Wide confidence interval for ATE

shibakoichiro commented 3 years ago

I get very large confidence intervals for ATE estimate that include the null value of zero. However, when I check the distributions of CATE, they were all greater than zero. I know ATE is being estimated using doubly-robust estimator rather than the grf algorithm, but I am struggling to make sense of the results. Is it natural to have a result like this (i.e., CATE being positive while the confidence interval for ATE includes the null value)?
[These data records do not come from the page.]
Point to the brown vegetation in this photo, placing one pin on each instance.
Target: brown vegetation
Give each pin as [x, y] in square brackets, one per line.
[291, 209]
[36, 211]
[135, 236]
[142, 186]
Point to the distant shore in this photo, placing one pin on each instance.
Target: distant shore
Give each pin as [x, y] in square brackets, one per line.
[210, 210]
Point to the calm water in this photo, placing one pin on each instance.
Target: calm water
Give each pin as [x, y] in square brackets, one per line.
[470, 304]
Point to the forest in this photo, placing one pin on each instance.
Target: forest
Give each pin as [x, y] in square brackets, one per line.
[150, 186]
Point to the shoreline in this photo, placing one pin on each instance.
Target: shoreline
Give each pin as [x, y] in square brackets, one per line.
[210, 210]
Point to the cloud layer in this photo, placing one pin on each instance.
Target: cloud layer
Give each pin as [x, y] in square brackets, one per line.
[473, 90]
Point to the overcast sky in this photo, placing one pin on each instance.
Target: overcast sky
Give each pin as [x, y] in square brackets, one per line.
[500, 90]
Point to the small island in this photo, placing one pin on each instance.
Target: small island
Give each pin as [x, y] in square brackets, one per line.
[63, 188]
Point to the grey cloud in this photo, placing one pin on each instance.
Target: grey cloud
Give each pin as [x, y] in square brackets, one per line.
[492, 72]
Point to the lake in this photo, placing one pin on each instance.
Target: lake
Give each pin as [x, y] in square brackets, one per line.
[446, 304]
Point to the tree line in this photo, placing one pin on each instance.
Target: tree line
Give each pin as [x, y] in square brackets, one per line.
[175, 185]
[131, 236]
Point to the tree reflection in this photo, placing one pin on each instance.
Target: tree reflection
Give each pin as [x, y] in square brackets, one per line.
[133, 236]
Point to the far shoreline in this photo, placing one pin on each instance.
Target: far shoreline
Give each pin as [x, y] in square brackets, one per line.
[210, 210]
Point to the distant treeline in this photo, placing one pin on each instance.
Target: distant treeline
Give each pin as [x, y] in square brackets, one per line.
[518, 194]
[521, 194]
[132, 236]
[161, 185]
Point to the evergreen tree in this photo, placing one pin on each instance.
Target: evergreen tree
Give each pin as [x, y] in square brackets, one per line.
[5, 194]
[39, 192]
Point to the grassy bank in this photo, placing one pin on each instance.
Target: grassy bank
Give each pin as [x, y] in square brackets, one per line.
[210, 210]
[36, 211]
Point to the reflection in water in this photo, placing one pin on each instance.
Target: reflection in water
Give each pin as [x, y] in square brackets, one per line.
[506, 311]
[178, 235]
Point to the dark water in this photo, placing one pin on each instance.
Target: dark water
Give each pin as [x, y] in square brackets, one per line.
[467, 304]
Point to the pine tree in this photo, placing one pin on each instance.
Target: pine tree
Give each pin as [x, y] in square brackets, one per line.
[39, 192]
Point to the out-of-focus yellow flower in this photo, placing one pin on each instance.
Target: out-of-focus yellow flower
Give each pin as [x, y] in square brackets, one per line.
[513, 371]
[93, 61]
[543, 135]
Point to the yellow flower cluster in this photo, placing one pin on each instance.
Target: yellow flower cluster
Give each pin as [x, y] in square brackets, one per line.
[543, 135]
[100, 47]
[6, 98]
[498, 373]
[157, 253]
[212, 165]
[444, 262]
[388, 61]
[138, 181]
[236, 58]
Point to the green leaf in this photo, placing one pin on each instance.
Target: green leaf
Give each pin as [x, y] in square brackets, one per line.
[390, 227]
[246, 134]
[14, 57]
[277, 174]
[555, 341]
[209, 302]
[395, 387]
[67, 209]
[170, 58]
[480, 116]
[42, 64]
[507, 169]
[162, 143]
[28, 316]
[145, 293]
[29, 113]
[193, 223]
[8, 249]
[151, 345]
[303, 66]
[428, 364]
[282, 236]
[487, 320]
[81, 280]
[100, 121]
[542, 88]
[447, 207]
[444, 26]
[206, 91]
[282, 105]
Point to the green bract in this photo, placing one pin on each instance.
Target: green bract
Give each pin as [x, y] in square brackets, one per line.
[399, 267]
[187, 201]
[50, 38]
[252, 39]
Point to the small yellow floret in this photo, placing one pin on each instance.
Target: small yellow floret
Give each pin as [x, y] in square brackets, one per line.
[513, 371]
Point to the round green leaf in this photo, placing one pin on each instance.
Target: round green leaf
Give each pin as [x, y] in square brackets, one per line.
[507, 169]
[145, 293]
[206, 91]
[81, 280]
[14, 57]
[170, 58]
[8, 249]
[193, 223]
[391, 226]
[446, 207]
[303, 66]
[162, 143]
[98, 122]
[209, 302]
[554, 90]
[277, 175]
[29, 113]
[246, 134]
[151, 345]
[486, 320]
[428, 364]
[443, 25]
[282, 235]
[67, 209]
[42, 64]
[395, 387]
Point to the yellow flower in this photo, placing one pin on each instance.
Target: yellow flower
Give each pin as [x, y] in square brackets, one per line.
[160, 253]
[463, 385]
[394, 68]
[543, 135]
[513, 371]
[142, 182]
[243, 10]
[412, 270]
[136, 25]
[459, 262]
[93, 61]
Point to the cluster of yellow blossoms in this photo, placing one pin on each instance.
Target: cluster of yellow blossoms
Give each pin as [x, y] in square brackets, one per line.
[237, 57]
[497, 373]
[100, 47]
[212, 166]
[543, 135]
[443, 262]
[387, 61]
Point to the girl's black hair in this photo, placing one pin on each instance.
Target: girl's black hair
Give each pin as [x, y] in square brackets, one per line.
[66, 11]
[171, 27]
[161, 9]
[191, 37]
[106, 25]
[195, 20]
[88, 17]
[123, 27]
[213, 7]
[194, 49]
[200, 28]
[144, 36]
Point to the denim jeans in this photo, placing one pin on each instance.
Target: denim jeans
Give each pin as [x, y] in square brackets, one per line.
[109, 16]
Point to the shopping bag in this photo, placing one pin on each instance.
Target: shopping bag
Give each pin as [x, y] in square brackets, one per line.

I used the following code to estimate CATE and ATE.

forest <- causal_forest(X,Y,W,num.trees = 10000, tune.parameters = "all") preds.cate <- predict(forest, estimate.variance = F) summary(preds.cate$predictions)

ATE <- average_treatment_effect(forest, target.sample = "all", method = "TMLE")

erikcs commented 3 years ago

Hi @shibakoichiro, generally speaking even though all point estimates of something are above zero the mean does not necessarily have to be significantly different from zero?

You can tweak the signal/noise ratio in a DGP and get both behaviors:

set.seed(123456789)
n <- 500
p <- 20
X <- matrix(rnorm(n * p), n, p)
W <- rbinom(n, 1, 0.5)
Y <- pmax(X[, 1], 0) * 0.15 * W + X[, 2] + pmin(X[, 3], 0) + 0.5 * rnorm(n)
cf <- causal_forest(X, Y, W)

average_treatment_effect(cf)
# estimate    std.err 
# 0.07398224 0.04933766 

summary(predict(cf)$predictions)
# Min. 1st Qu.  Median    Mean 3rd Qu.    Max. 
# 0.01403 0.05652 0.07168 0.07374 0.08907 0.16675

erikcs commented 3 years ago

Also, the best linear projection might be useful:

Here is similar illustration in a case with low signal where one covariate matters for tau:

set.seed(123)
n <- 1000
p <- 10
X <- matrix(rnorm(n * p), n, p)
W <- rbinom(n, 1, 0.5)
Y <- pmax(X[, 1], 0) * W + X[, 2] + pmin(X[, 3], 0) + 2 * rnorm(n)
cf <- causal_forest(X, Y, W)

average_treatment_effect(cf)
# estimate   std.err 
# 0.1891587 0.1324706

As you expect you are barely able to detect an average effect. However, if you plot CATEs against X1 there seems to be a positive effect:

X.test <- matrix(0, 25, p)
X.test[, 1] <- seq(-2, 2, length.out = 25)
# (if you plot confidence bars they will be very wide due to the low signal)
pp <- predict(cf, X.test, estimate.variance = TRUE) 
plot(X.test[,1], pp$predictions, type = "l")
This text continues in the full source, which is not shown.